Moringa Oleifera for Breakfast?
Yes, it’s for any meal, breakfast, lunch, and dinner. You get big a nutritional punch to your diet by adding Moringa oleifera, or, as it’s more commonly known, Moringa Tree.
Never heard of it? If you grew up in Asia or Africa you might know it by one of its other English names, like Drumstick tree, because the pods are long, or Horseradish tree, because the leaves have a slightly peppery flavor.
Moringa Tree grows most everywhere in the tropics and has been valued for at least two thousand years as a food source, and also for its ability to treat a large number of diseases. It’s now being thought of as a superfood. You can use the leaves much as you would spinach, and you can eat the pods, cooking them as you would green beans. You can also buy Moringa Tree oil, which is processed from the seeds. The oil is used for cooking and eating, and you can use it on your skin as a moisturizer. The oil is valuable because it doesn’t tend to go rancid.
If you can’t find fresh Moringa, you can buy Moringa Tree in powder or capsule form at natural food stores or on the Internet. Moringa tea is also available. Keep in mind that even if you’re buying Moringa in supplement form, it’s a food. It isn’t meant to be a quick, one-time fix for what ails you. But used over time, it can greatly enhance your health.
As with other green supplements, start slowly. Most experts suggest starting with a quarter of a teaspoon or so for a couple of days. If that agrees with you, gradually add a little more over a few days and see how you feel. A teaspoon or so is a good amount in a day, but check the label of the product you buy. If you don’t like the taste, try capsules.
Why start slowly? If you aren’t accustomed to Moringa Tree, you might feel some nausea. Or Moringa can have a laxative effect, depending on how your body responds to it and on much you ingest.
Smoothies are a good way to use Moringa because if you don’t like the taste you can hide it by adding fruit. Sprinkle Moringa on salads and other dishes, or add it to juices. Most experts suggest not cooking with Moringa powder because cooking reduces the nutritional value. So sprinkle it on just before you eat.

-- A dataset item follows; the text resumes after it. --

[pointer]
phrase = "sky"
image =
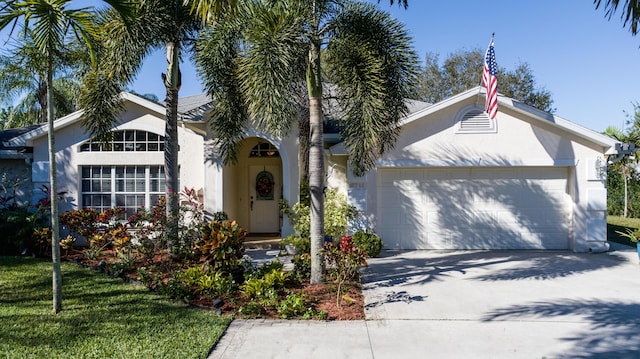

Cooking the leaves as you might cook spinach is a common practice. Or you can use the leaves in a salad. Cook the pods as you would green beans.
Most herbal and natural food remedies come with the warning to your doctor before using them. If you haven’t tried Moringa Tree, that’s not bad advice, although Moringa is safe for most people. Moringa is counter indicated if you take a blood thinning medication because Moringa is a blood thickener.
Some traditional practitioners use Moringa to nourish pregnant and nursing women, and to help increase breast milk, but other health experts warn that Moringa might not be safe for infants. So if you’re pregnant or nursing, you’re also advised to talk to your doctor.